ココリコ、ロンドンブーツ1号2号、おぎやはぎなど、極楽とんぼと親しい後輩芸人たちがかけつけたこの番組は、地上波では放送できない過激な企画が盛りだくさんの放送であったと言えよう。
そんな極楽とんぼは、もともと過激な芸風の毒気あるコンビである。
その代表作といえるのが、DVD「極楽とんぼのテレビ不適合者」シリーズだろう。現在は上下巻合わせたDVD-BOXが発売されている。
元工作員ネタも収録された上巻
上巻は小ネタが満載の短編集だ。「失業者の実態」ではスーツ姿の加藤浩次が、河川敷のダンボールハウスを訪ね、ホームレスの実態をレポートしようと試みる。

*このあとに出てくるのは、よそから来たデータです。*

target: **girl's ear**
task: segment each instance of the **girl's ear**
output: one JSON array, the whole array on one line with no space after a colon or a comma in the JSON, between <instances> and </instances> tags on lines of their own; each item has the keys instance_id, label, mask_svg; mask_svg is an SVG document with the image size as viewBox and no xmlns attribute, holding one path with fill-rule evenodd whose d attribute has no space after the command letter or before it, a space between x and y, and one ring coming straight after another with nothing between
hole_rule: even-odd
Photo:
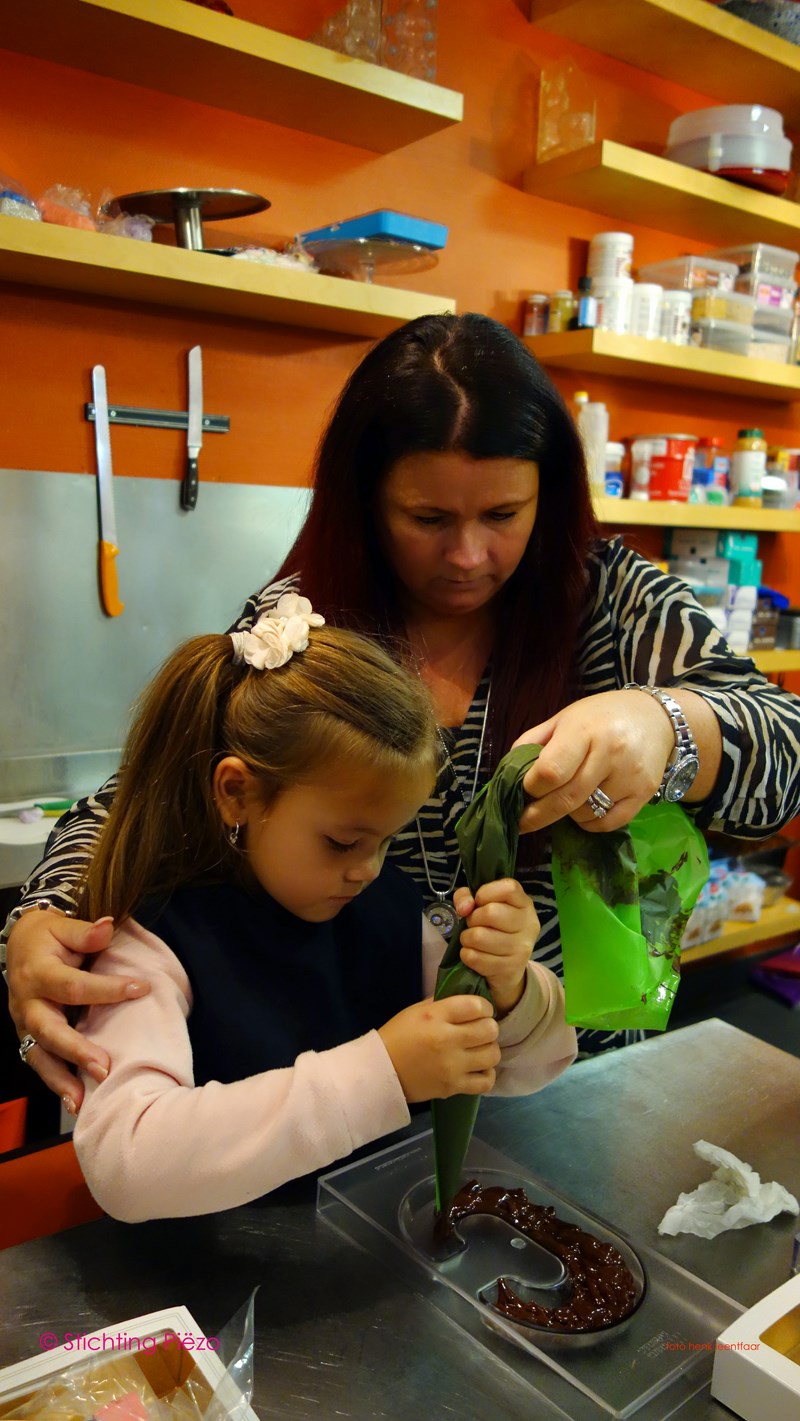
<instances>
[{"instance_id":1,"label":"girl's ear","mask_svg":"<svg viewBox=\"0 0 800 1421\"><path fill-rule=\"evenodd\" d=\"M226 755L213 773L212 789L223 824L247 823L253 774L237 755Z\"/></svg>"}]
</instances>

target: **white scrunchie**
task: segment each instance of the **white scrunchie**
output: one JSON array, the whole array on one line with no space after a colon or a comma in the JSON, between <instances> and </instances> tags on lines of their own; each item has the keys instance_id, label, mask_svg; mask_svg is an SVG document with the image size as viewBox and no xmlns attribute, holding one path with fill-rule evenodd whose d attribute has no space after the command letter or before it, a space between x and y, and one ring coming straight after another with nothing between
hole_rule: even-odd
<instances>
[{"instance_id":1,"label":"white scrunchie","mask_svg":"<svg viewBox=\"0 0 800 1421\"><path fill-rule=\"evenodd\" d=\"M271 612L264 612L250 631L233 631L233 664L246 662L256 671L284 666L296 651L306 651L308 628L324 627L325 618L311 611L311 603L298 593L284 593Z\"/></svg>"}]
</instances>

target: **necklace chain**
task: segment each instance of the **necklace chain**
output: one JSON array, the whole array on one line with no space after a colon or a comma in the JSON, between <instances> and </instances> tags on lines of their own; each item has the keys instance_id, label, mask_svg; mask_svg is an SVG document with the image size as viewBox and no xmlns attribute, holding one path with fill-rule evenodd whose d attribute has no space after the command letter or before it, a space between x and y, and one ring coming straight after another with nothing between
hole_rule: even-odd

そこに現れた山本扮するホームレスの荒瀬さんの微妙な関西弁のイントネーションがおかしく、加藤自身が吹き出す様子もそのまま収録されている。
さらに「○作員の真相」では、山本が全面モザイクで、某国の元工作員としてインタビューに応じている。企画では伏せ字となっているが、もちろんこれは北朝鮮の工作員を意識したものだろう。DVDが作られた2004年のホットな話題が取り込まれている。
最後はナイフを持って乱入? 極楽とんぼが密着
下巻は、上巻とは異なる長編ドキュメンタリー作品だ。ある不良高校の卒業までの半年間に極楽とんぼの2人が密着する企画として始まる。

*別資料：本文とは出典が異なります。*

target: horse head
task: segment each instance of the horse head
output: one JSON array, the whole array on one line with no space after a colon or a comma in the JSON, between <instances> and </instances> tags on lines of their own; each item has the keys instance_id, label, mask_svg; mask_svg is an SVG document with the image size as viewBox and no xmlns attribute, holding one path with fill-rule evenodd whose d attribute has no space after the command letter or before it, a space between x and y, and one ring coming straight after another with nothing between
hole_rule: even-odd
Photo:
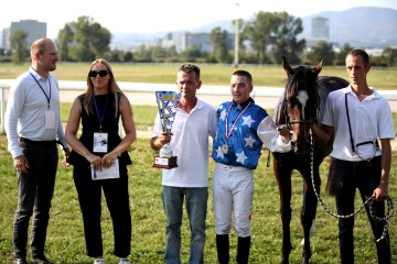
<instances>
[{"instance_id":1,"label":"horse head","mask_svg":"<svg viewBox=\"0 0 397 264\"><path fill-rule=\"evenodd\" d=\"M282 57L287 84L281 102L280 123L293 132L292 144L297 153L308 152L311 145L310 128L318 122L320 102L318 76L324 65L322 59L315 67L292 68Z\"/></svg>"}]
</instances>

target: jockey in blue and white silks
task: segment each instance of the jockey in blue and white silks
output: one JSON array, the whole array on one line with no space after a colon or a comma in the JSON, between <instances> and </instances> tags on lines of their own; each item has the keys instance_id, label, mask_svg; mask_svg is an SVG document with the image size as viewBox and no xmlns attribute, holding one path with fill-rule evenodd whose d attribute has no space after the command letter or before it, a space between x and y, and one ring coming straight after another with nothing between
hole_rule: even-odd
<instances>
[{"instance_id":1,"label":"jockey in blue and white silks","mask_svg":"<svg viewBox=\"0 0 397 264\"><path fill-rule=\"evenodd\" d=\"M262 144L272 152L288 152L291 147L282 141L271 117L253 98L242 105L224 102L217 116L219 123L212 153L217 163L255 169Z\"/></svg>"}]
</instances>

学級担任の曽我は、さえない中年男性であり、極楽とんぼから教師になった動機を尋ねられると「ほかに就職がなかった」と本音を吐露する。最初は単なるやる気のない先生に見えた曽我が暴走してゆくのが作品の見どころだ。
援助交際で補導された女子生徒に行為の詳細を根掘り葉掘り聞いたり、免許を取得したばかりの男子生徒に車を貸し事故を起こされると、生徒の怪我よりも保険料を気にしたりと、とにかく自分本位の曽我。
しまいには学校にも来なくなった曽我に、極楽とんぼの2人は愛想を尽かし、自分たちだけで生徒たちとの卒業式をむかえようとする。
ところが、卒業式当日、包丁を持った曽我が卒業式に乱入する……。
このように毒気たっぷりの作品に仕上がっている。
極楽とんぼと組んでこの作品を作りあげたのは、敏腕テレビマンとして知られるマッコイ斎藤だ。彼が得意とする真面目なドキュメンタリータッチの基軸が、だんだんとズレてゆき、最後は破綻に至る手法が本作でもぞんぶんに生かされている。